Mafia can also be played online. Games can be played on IRC channels, where a bot assumes the role of a game moderator and the interaction of players is conducted via textual communication. Being that IRC is cumbersome and not a widespread way of communication, these Mafia games are restricted to limited number of people. Since 2008, many other Mafia game sites were formed. These sites are attempts at reproducing the live Mafia games, and the duration and the mechanics of the games are about the same as when the game is played traditionally.

Playing mafia-like games online opens a possibility long lasting games, such as the ones on forums. In such games, one day in real life usually corresponds to one day within the game. So players log in each morning to see who was killed during the night phase.

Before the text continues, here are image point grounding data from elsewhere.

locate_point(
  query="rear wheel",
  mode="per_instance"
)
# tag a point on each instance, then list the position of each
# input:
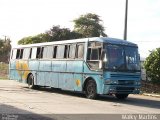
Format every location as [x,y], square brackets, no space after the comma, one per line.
[90,89]
[121,96]
[31,81]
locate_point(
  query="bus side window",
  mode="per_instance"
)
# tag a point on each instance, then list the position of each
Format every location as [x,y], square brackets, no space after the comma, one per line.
[33,53]
[14,53]
[94,54]
[21,54]
[80,51]
[66,51]
[30,53]
[18,53]
[39,53]
[60,52]
[72,51]
[45,50]
[93,57]
[49,52]
[54,51]
[26,53]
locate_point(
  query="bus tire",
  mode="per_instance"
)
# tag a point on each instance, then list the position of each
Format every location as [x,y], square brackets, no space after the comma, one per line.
[31,81]
[121,96]
[91,89]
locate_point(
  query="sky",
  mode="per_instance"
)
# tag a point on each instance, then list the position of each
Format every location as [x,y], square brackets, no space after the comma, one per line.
[22,18]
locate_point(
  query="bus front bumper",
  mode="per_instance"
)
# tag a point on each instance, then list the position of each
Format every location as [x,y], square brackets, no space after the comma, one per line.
[121,89]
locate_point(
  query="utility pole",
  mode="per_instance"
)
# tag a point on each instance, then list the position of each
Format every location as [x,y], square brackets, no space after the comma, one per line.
[125,22]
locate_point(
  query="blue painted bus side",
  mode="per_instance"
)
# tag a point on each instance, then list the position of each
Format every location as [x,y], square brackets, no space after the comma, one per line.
[72,74]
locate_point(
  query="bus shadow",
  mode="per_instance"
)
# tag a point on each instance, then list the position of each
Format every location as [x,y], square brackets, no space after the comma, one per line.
[9,112]
[143,102]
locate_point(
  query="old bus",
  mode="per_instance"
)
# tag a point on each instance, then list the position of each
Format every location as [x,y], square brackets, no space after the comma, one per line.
[94,66]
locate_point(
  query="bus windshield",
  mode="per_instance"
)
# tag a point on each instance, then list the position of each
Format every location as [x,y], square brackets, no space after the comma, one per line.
[122,58]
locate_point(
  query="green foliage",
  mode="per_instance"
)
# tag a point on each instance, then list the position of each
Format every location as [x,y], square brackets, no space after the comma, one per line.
[56,33]
[43,37]
[89,26]
[5,48]
[86,26]
[152,66]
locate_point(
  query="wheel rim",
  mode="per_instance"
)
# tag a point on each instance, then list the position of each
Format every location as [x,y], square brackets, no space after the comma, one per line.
[30,80]
[91,89]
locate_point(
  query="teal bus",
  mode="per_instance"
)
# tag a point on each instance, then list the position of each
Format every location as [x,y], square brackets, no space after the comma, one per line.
[94,66]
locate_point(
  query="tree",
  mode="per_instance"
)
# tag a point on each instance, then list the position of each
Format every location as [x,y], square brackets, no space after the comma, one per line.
[43,37]
[56,34]
[89,26]
[5,48]
[152,66]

The online games have several advantages. There is no need to gather many people in the same room, so organizing and playing a game of Mafia is faster and more convenient. Removing the human moderator and the need for players to close their eyes removes the possibility of accidental reveals of information. Online play also allows role mechanics which would be too cumbersome to use in a physical version of the game.

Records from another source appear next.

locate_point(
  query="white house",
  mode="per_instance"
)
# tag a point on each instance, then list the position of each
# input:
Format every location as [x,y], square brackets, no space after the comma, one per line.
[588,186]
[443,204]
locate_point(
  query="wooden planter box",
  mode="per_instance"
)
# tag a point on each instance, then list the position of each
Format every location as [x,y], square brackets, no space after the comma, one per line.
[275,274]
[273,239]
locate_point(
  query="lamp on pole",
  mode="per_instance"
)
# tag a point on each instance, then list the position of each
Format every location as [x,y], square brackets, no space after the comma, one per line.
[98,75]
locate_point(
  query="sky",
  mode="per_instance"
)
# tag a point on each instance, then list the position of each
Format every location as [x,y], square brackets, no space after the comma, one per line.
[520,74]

A drawback of online play is the lack of direct face-to-face communication, which many consider the most important aspect of Mafia. Some sites organize Mafia games with web cams, so that the face-to-face communication is preserved. The long lasting online mafia games that are usually played via online forums do not necessarily have this drawback. It is merely a correlation that people who communicate via forums usually do not know each other in real life.

In a traditional Mafia game, all of the players are in one room. There is no way to communicate with another player in private. With online games, this is not the case. Many Mafia game forums and game sites have rules that mandate that only one channel of communication must be used for all game related discussion. Thus forbidding the use of alternative channels for discussing the game. These rules are obviously only declarative as there is no way of enforcing them efficiently. It is especially difficult to enforce such prohibiting rules during long games on players that communicate with each other in person in real life. All forums support different kind of game setups, so it is feasible to organize a forum game without the restrictions on private messaging.

Private communication problem comes to light especially in trying to prevent "dead" players from participating in the game. Most online games consider this a breach of rules. Since, in general case, this breach of rules cannot be proven, the gameplay of most sites depends heavily on players' honesty and integrity.